# Copyright 2020- The Blackjax Authors.
#
# Licensed under the Apache License, Version 2.0 (the "License");
# you may not use this file except in compliance with the License.
# You may obtain a copy of the License at
#
#     http://www.apache.org/licenses/LICENSE-2.0
#
# Unless required by applicable law or agreed to in writing, software
# distributed under the License is distributed on an "AS IS" BASIS,
# WITHOUT WARRANTIES OR CONDITIONS OF ANY KIND, either express or implied.
# See the License for the specific language governing permissions and
# limitations under the License.
r"""Metric space in which the Hamiltonian dynamic is embedded.

An important particular case (and the most used in practice) of metric for the
position space in the Euclidean metric. It is defined by a definite positive
matrix :math:`M` with fixed value so that the kinetic energy of the hamiltonian
dynamic is independent of the position and only depends on the momentum
:math:`p` :cite:p:`betancourt2017geometric`.
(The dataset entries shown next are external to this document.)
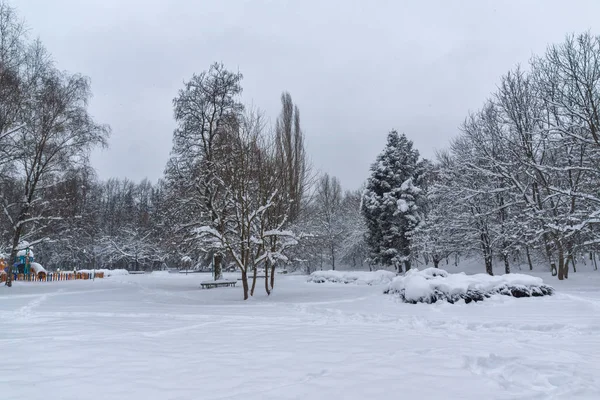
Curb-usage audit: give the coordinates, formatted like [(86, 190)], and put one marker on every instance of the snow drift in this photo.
[(107, 272), (433, 284), (380, 277)]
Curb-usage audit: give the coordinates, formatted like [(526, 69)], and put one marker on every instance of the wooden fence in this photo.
[(53, 276)]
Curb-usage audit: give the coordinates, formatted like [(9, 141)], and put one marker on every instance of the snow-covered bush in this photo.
[(432, 284), (107, 272), (380, 277)]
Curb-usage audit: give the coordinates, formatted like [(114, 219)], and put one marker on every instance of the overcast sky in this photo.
[(356, 69)]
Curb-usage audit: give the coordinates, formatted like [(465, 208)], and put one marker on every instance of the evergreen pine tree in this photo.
[(391, 202)]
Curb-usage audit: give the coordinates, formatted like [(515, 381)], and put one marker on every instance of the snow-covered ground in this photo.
[(159, 336)]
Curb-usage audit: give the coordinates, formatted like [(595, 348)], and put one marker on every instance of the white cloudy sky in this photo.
[(356, 69)]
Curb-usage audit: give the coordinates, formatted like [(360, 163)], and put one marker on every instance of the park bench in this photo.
[(213, 284), (250, 277)]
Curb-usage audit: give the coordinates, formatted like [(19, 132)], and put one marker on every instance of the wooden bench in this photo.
[(213, 284)]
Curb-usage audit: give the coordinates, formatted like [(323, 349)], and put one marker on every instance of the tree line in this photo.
[(520, 183)]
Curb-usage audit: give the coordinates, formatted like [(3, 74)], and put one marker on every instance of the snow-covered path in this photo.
[(160, 337)]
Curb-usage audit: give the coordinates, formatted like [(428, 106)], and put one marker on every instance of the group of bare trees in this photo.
[(46, 133), (235, 184), (522, 181)]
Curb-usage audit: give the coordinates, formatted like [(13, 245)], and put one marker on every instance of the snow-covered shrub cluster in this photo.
[(380, 277), (432, 284)]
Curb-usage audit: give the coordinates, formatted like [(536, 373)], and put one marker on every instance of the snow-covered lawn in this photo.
[(161, 337)]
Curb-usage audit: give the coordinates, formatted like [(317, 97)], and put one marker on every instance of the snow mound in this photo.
[(432, 284), (380, 277), (107, 272)]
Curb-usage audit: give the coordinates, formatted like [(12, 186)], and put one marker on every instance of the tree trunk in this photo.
[(332, 256), (217, 267), (254, 271), (573, 262), (488, 265), (267, 289), (245, 283), (13, 252), (561, 263), (272, 276), (528, 258)]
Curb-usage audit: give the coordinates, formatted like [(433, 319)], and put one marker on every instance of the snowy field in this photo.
[(159, 336)]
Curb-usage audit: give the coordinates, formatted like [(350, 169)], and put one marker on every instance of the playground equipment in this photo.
[(25, 268)]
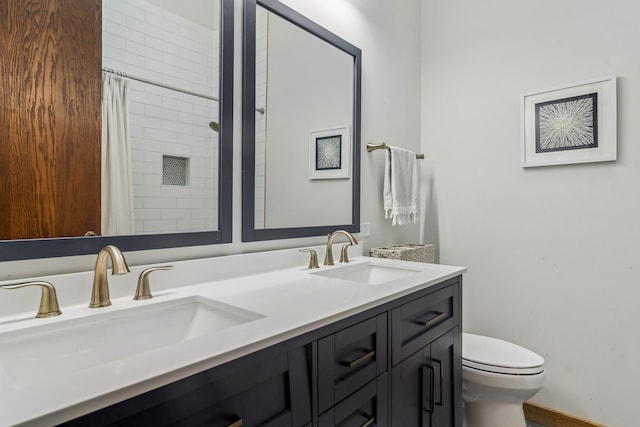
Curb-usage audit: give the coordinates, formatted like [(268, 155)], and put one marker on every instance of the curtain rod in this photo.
[(140, 79), (383, 146)]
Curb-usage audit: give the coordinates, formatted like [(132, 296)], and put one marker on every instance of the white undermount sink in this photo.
[(55, 349), (370, 273)]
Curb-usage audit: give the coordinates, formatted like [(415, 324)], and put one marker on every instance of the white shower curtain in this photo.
[(117, 183)]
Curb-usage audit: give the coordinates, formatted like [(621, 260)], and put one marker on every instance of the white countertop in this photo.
[(292, 301)]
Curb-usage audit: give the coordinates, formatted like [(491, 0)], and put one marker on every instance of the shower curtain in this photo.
[(117, 182)]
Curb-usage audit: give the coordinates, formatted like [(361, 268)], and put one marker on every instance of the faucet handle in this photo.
[(313, 260), (48, 301), (143, 291), (344, 256)]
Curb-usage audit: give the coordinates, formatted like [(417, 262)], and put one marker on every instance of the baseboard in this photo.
[(552, 418)]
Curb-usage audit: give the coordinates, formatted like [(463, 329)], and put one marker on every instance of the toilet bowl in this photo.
[(497, 378)]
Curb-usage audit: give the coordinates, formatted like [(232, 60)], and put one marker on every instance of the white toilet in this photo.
[(497, 378)]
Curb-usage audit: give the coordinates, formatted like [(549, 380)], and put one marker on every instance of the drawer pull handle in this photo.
[(431, 374), (236, 423), (360, 360), (369, 422), (438, 315), (439, 362)]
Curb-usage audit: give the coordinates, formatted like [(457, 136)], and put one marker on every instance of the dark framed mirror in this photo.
[(301, 126), (52, 126)]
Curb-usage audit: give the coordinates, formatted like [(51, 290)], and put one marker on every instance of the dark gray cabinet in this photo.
[(424, 386), (398, 364)]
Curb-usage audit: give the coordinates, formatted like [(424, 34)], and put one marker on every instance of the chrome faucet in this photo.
[(328, 257), (100, 294)]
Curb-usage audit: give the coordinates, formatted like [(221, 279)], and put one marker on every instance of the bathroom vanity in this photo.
[(373, 342)]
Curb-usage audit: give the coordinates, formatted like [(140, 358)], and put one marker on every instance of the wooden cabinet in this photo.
[(398, 364), (426, 387), (367, 407), (351, 358)]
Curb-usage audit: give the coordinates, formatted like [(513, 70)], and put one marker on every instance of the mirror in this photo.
[(301, 116), (178, 62)]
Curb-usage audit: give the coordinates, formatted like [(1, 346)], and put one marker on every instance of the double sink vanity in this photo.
[(249, 339), (253, 339)]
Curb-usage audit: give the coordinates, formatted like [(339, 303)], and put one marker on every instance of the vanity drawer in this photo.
[(418, 322), (366, 407), (349, 359)]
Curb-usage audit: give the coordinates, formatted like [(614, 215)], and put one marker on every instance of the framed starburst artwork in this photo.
[(329, 153), (570, 124)]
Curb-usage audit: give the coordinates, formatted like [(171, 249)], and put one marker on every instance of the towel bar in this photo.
[(383, 146)]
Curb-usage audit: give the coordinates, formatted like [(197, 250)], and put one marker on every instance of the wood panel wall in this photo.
[(50, 117)]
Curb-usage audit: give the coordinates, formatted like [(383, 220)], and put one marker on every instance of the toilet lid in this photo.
[(498, 356)]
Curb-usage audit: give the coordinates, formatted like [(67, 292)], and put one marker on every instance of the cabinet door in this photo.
[(446, 385), (271, 391), (424, 386)]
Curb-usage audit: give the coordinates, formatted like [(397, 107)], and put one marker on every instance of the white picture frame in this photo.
[(330, 153), (575, 123)]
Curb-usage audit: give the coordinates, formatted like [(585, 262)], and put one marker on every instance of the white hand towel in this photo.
[(400, 191)]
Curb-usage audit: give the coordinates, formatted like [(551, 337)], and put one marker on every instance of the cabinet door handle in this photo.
[(432, 375), (438, 315), (360, 360), (439, 362), (236, 423), (369, 422)]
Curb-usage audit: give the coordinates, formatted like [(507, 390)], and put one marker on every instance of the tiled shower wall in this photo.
[(145, 41)]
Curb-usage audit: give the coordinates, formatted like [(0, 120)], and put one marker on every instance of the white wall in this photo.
[(387, 33), (552, 252)]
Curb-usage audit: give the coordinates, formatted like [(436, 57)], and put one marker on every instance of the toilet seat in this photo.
[(500, 357)]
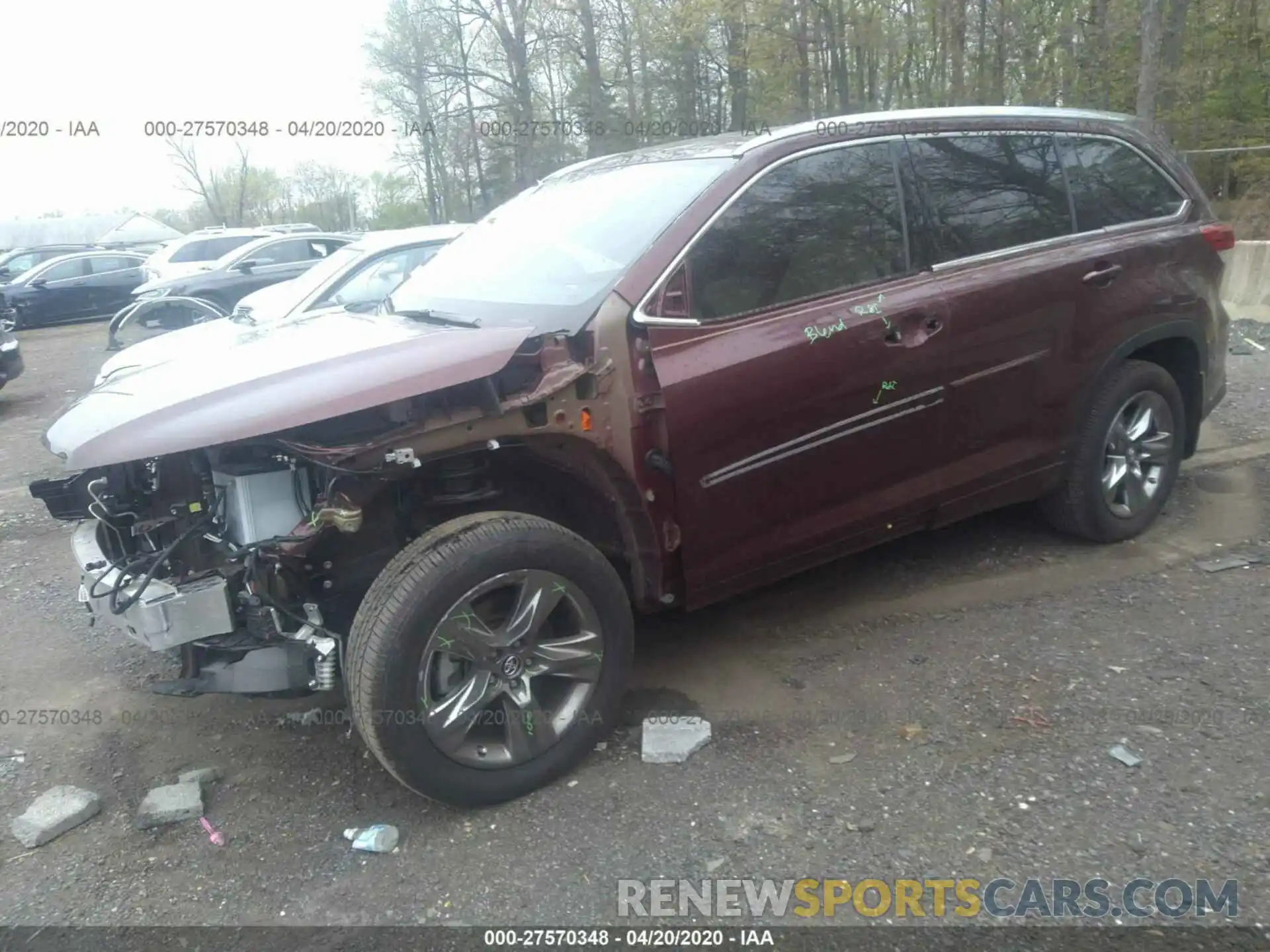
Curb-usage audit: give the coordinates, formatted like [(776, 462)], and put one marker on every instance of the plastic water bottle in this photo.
[(379, 838)]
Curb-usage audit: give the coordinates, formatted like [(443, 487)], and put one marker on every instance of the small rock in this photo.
[(172, 804), (673, 740), (54, 813), (202, 775), (1124, 756), (305, 720), (1218, 565)]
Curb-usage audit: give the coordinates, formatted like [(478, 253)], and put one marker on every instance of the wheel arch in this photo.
[(1181, 349), (571, 481)]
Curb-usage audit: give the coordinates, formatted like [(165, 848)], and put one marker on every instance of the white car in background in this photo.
[(200, 249), (357, 277), (196, 252)]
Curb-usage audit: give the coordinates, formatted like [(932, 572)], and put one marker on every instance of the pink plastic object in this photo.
[(214, 834)]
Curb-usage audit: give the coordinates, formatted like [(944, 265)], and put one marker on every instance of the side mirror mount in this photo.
[(673, 299)]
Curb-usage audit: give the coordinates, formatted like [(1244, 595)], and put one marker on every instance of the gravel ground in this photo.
[(980, 676)]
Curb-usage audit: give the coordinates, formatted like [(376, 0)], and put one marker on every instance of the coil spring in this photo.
[(324, 672)]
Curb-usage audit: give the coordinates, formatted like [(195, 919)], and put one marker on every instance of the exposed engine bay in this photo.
[(251, 559)]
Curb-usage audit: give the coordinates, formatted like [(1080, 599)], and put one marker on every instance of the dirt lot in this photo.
[(1021, 655)]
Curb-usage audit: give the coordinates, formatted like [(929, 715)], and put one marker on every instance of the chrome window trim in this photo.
[(640, 317), (826, 434), (966, 113)]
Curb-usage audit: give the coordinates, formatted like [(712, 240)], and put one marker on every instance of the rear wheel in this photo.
[(1127, 460), (489, 656)]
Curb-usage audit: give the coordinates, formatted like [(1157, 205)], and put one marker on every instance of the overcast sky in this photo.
[(121, 63)]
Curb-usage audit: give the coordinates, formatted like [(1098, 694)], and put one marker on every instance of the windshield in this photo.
[(17, 263), (553, 253), (210, 249)]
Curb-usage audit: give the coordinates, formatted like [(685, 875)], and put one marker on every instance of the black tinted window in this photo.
[(210, 249), (74, 268), (987, 193), (1113, 184), (285, 252), (827, 221)]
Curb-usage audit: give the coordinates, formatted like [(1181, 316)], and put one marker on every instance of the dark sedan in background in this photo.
[(11, 357), (70, 288), (248, 268), (21, 260)]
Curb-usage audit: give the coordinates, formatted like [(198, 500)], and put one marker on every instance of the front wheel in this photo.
[(489, 658), (1127, 460)]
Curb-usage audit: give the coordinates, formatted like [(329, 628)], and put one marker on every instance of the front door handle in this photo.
[(1103, 274)]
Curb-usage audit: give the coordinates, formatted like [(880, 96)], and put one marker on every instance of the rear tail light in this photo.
[(1220, 237)]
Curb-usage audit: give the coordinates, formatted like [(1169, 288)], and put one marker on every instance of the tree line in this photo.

For a Newtonian hamiltonian dynamic the kinetic energy is given by:

.. math::

    K(p) = \frac{1}{2} p^T M^{-1} p

We can also generate a relativistic dynamic :cite:p:`lu2017relativistic`.

"""
from typing import Callable, NamedTuple, Optional, Protocol, Union

import jax.numpy as jnp
import jax.scipy as jscipy
from jax.flatten_util import ravel_pytree

from blackjax.types import Array, ArrayLikeTree, ArrayTree, Numeric, PRNGKey
from blackjax.util import generate_gaussian_noise, linear_map

__all__ = ["default_metric", "gaussian_euclidean", "gaussian_riemannian"]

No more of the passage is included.